WARTABANJAR.COM - Lahan bekas tambang di kawasan Geopark Meratus akan direhabilitasi dan dimanfaatkan untuk lahan peternakan.

Hal ini diungkapkan Badan Pengelola Geopark Meratus yang terus mendorong pengembangan kawasan berbasis prinsip berkelanjutan.

Dijelaskan Wakil Sekretaris Badan Pengelola Geopark Meratus, Theodorik Rizal Manik, bahwa tantangan utama dalam pengelolaan kawasan adalah kondisi geografis yang sebagian berada di wilayah pertambangan.

“Sebagian kawasan Geopark Meratus merupakan area tambang batu bara, intan, hingga emas. Ini menjadi tantangan sekaligus peluang untuk kita kelola secara berkelanjutan,” ujarnya di Banjarbaru, Rabu (29/4/2026).

Menurutnya, pendekatan Geopark harus mampu memberikan manfaat jangka panjang bagi masyarakat, tidak hanya bergantung pada sektor ekstraktif seperti pertambangan.

“Kita ingin Geopark ini menjadi alternatif ekonomi yang lebih inklusif dan berkelanjutan bagi masyarakat,” jelasnya.

Salah satu langkah konkret yang dilakukan adalah kerja sama dengan Badan Restorasi Lingkungan Jerman (BGR) melalui dukungan hibah internasional yang dikoordinasikan bersama Bappenas dan Bappeda Provinsi Kalimantan Selatan.

“Kami bekerja sama dengan berbagai pihak, termasuk akademisi dari ITB, IPB, dan Unpad untuk merancang rehabilitasi lahan bekas tambang agar bisa dimanfaatkan kembali,” ungkap Theodorik.

Ia menjelaskan, salah satu inovasi yang dikembangkan adalah pemanfaatan lahan bekas tambang untuk peternakan dengan menanam rumput gajah sebagai pakan ternak.

“Lahan bekas tambang bisa direhabilitasi dan dimanfaatkan untuk peternakan sapi atau kambing. Ini melibatkan masyarakat sekitar dan membuka peluang ekonomi baru,” katanya.

Selain itu, penguatan sektor kuliner melalui program Geofood juga menjadi strategi penting dalam meningkatkan ekonomi masyarakat.

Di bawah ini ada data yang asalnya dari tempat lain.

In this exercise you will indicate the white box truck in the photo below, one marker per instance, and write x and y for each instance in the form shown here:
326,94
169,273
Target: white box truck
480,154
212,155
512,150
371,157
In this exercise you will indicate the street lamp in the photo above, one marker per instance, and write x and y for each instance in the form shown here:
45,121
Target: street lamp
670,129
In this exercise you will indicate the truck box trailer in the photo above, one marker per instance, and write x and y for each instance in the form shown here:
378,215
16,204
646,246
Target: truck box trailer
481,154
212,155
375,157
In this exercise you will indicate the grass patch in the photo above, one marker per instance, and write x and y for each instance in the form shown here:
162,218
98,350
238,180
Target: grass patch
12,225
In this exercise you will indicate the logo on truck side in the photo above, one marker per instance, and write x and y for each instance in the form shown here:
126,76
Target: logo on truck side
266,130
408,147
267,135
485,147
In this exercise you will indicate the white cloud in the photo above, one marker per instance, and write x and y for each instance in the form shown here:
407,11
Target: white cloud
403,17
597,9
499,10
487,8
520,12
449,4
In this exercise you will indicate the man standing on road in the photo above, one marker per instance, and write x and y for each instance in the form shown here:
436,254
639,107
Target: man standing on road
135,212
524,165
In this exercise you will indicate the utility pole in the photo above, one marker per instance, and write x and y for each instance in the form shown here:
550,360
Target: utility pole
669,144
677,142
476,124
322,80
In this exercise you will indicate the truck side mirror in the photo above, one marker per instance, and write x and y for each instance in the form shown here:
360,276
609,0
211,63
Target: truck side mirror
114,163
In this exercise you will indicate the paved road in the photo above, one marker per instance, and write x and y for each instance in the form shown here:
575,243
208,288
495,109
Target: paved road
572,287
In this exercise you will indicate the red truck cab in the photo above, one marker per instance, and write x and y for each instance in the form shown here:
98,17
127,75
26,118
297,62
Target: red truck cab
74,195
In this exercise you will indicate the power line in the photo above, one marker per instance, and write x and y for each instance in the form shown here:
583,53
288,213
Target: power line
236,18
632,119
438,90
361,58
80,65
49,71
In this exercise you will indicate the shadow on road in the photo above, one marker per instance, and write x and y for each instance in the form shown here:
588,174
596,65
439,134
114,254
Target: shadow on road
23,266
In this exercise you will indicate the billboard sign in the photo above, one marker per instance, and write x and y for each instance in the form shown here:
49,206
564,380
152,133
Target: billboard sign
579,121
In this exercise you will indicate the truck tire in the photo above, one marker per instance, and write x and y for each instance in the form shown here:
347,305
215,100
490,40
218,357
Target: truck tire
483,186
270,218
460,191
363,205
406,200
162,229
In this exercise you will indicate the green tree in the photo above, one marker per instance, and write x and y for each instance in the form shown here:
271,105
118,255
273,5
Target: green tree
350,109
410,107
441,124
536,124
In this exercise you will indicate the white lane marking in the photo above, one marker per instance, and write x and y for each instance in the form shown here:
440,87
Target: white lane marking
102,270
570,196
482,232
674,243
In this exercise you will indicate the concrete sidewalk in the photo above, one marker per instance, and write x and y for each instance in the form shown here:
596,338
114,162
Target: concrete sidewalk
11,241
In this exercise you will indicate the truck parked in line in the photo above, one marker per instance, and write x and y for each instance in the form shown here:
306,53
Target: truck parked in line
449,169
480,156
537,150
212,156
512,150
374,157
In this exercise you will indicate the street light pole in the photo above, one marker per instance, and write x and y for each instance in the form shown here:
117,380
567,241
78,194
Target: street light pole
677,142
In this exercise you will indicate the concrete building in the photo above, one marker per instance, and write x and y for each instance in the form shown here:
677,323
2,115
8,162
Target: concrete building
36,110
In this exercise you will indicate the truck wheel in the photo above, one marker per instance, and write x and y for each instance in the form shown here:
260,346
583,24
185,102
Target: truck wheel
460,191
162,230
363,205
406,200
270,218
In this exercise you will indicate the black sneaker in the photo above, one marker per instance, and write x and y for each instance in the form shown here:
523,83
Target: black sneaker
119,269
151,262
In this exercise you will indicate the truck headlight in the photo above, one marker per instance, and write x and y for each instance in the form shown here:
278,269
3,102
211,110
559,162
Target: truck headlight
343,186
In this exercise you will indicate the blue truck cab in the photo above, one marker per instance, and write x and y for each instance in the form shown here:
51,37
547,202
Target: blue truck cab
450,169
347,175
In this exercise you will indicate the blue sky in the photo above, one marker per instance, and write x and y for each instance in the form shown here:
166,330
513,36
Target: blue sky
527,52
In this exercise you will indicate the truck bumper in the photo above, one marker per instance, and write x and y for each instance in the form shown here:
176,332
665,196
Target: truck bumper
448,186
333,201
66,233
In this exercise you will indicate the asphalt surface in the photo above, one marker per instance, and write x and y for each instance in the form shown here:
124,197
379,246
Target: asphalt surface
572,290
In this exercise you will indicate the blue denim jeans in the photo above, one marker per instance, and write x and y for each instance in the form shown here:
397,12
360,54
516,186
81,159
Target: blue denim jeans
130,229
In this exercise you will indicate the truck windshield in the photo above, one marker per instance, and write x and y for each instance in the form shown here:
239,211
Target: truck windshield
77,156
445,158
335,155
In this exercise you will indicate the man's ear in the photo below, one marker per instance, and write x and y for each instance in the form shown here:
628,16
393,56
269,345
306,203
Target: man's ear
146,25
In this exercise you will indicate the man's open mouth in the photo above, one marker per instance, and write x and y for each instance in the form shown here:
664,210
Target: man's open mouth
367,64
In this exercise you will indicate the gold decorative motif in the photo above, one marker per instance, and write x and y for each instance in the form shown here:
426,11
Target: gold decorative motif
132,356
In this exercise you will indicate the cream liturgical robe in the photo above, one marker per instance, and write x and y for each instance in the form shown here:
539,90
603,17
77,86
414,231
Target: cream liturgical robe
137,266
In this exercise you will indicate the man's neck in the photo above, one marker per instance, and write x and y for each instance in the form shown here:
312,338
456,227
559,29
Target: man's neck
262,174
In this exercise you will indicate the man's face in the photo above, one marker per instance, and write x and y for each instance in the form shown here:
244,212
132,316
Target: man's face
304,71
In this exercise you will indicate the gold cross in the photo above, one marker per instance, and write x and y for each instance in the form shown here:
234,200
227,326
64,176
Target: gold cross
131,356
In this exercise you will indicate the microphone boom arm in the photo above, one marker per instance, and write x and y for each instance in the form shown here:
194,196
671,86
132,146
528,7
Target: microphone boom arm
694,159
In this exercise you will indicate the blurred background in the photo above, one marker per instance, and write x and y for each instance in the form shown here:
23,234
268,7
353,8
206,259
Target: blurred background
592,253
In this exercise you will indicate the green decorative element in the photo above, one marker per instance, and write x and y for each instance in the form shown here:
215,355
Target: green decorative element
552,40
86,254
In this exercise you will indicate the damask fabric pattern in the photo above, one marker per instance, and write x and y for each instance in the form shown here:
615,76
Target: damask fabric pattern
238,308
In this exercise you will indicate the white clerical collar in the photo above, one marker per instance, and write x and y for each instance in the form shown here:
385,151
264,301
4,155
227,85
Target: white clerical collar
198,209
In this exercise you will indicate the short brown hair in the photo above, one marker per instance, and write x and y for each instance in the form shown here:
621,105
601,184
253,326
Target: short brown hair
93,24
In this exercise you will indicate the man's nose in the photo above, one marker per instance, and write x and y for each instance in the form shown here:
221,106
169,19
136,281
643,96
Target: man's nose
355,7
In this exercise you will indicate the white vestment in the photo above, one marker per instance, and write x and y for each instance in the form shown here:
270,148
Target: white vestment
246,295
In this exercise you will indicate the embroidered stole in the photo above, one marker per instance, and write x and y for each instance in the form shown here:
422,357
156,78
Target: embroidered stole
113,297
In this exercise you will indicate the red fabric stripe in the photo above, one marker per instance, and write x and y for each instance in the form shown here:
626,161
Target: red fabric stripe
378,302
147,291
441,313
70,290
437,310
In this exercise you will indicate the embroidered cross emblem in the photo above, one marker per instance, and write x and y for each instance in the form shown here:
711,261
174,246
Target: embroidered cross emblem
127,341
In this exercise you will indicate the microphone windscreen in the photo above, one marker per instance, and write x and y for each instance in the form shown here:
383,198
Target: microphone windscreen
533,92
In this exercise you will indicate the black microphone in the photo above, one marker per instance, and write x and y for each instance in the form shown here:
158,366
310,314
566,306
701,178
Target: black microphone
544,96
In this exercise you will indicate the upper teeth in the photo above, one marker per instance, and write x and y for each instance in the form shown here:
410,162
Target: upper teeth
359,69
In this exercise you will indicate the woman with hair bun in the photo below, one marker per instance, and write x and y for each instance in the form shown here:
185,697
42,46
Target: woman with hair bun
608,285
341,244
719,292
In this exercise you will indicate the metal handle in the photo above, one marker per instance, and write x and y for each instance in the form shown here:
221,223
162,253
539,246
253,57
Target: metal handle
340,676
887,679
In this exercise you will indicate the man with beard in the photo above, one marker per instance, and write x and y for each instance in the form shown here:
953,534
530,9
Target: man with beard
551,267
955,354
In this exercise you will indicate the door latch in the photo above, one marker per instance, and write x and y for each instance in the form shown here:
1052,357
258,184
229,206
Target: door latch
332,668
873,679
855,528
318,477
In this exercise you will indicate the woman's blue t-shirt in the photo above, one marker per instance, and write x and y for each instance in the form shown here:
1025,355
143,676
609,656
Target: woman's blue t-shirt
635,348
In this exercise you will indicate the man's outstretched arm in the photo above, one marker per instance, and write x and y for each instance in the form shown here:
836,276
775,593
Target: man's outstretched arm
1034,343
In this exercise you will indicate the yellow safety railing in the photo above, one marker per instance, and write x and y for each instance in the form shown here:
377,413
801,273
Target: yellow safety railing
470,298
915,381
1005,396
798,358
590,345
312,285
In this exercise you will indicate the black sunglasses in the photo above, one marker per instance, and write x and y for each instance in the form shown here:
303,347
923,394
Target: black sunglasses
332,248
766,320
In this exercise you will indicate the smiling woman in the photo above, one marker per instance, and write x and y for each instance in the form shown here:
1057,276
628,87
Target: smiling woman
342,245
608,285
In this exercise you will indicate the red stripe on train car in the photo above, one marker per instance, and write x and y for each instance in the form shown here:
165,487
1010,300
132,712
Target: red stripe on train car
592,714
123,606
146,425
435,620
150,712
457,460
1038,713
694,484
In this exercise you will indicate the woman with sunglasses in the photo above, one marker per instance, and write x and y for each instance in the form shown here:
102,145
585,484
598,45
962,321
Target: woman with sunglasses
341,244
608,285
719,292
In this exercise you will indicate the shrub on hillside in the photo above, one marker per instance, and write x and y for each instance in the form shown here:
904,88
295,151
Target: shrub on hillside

“Kita ingin kuliner khas seperti ketupat kandangan, soto Banjar, dan cabe hiyung bisa dikenal hingga mancanegara. Jika permintaan meningkat, maka pelaku UMKM juga akan ikut berkembang,” ujarnya.

Di sisi kelembagaan, Badan Pengelola Geopark Meratus juga tengah melakukan penguatan tata kelola organisasi agar lebih mandiri dan profesional.

“Kita sedang menyesuaikan struktur organisasi, termasuk membentuk divisi keuangan agar bisa mengelola hibah dan bantuan secara lebih optimal,” jelasnya.